Commandline Sonic Pi for real time bar expenditure music
I'm doing a project at the Cube to sonify the accounts - having accidentally got involved in the accounts "department" I wanted to do something interesting with the data.
Here's September's bar processed using a little Sonic Pi program. Sonic Pi is Ruby so you can do stuff like load files and so on. I mapped each daily amount to the key of C limiting it to the three octaves above middle C (lower notes sound more doomy). The visualisation is adapted from this P5.js demo, and we've been showing the July version at the Cube before films thanks to Mr Hopkinson π.
I also wanted to play it (I'm taking piano lessons) and in trying to do that I found this rather amazing programme called Lilypond, which seems to be a version of Latex specifically for music notation. So I generated this too also using the Sonic Pi code, which made the code a bit messy, but still:

It's very up and down because the Cube both shows films and puts on gigs, and the different kinds of events have very different bar incomes.
I'm going to play with this some more, maybe adding in some other data streams and whatnot. All fairly straightforward.
But also.... - we use Square for payments at the Cube and it has an API. So, what about real-time music based on the bar piped to our brand new toilets? (we have a new sound system in there). Now I did try using MidiUtil for generating music using Python, but the sounds (sound fonts?) aren't as nice as Sonic Pi's, and it's all much lower level and not as fun.
My plan was to have a Pi that I could just plug straight into the amplifier at the Cube, so it wouldn't need me to have my laptop there to play the "music". So my plan was "just" to get the Sonic Pi working headlessly, feed in the data in real time, map it out to C as before and play it out.
Of course Sonic Pi is primarily a teaching tool and real time music making platform, so the IDE is an integral part. Add to this that Raspberry Pi OS has recently changed its audio output mechansim and it took me a while to puzzle it out.
But I was in luck - turns out that others wanted to run it headlessly too, and in fact the Sonic Pi author recently made a REPL to do so. So I adapted that (there are some limitations, you're essentially sending strings so can't do everything).
However, initially I could not get a sound out of the thing, event though speakertest worked just fine.
The missing piece was figuring out Pipeline, the replacement for Pulse and Jack on Pi OS since Bookworm Pi OS. Essentially - at least for mangling Sonic Pi like this - you need to link together the input and output you want and you have to do it manually. I figured this out using pw-dot, a tool you get with pipewire. In fact this mapping is already in the code - it wasn't working because it assumed HDMI.
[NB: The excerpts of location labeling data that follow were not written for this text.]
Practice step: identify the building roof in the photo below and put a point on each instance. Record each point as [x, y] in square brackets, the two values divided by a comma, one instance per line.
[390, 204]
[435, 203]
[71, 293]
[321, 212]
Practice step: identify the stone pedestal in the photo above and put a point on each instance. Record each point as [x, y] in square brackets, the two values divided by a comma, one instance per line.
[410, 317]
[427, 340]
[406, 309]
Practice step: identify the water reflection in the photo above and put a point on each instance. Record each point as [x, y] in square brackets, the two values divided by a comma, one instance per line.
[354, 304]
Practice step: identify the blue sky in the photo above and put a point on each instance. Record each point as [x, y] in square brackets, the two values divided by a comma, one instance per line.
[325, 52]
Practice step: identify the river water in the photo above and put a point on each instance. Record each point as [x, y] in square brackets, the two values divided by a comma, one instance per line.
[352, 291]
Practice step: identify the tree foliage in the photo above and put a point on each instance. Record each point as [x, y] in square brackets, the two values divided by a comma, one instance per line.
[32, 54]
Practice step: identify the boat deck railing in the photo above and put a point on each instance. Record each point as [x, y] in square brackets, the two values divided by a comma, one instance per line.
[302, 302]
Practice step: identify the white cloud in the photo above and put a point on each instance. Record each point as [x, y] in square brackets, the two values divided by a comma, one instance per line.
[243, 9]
This helped. You can only link them up that once supercollider (the backend Sonic Pi uses) is running.
pw-top
shows you some stuff
Then you can do this sort of thing:
pw-link SuperCollider:out_1 alsa_output.usb-1395_Sennheiser_SP_20_5060490137021168-00.analog-stereo:playback_FL
pw-link SuperCollider:out_2 alsa_output.usb-1395_Sennheiser_SP_20_5060490137021168-00.analog-stereo:playback_FR
or
pw-link 72 32
pw-link 73 63
then check
pw-link -l
alsa_output.usb-1395_Sennheiser_SP_20_5060490137021168-00.analog-stereo:playback_FL |<- SuperCollider:out_1
alsa_output.usb-1395_Sennheiser_SP_20_5060490137021168-00.analog-stereo:playback_FR|<- SuperCollider:out_2
SuperCollider:out_1 |-> alsa_output.usb-1395_Sennheiser_SP_20_5060490137021168-00.analog-stereo:playback_FL
SuperCollider:out_2 |-> alsa_output.usb-1395_Sennheiser_SP_20_5060490137021168-00.analog-stereo:playback_FR

Final final thing: unlike pulse, pipewire runs as user (still using systemd), so it doesn't work until you login, so any dependencies also need to be at the user level and also don't work until you log in. This was easily solved (thank you Damian) by setting the pi to autologin π
It all works nicely. If you are lucky you might hear strange bonging noises next time you are in the Cube bogs. Buy more drinks (and then run quickly to the toilet, there's a couple of seconds lag) and you'll hear even more bongs.
Code and some more detailed instructions in github here. Lots of crud / hardcoding in there, WIP.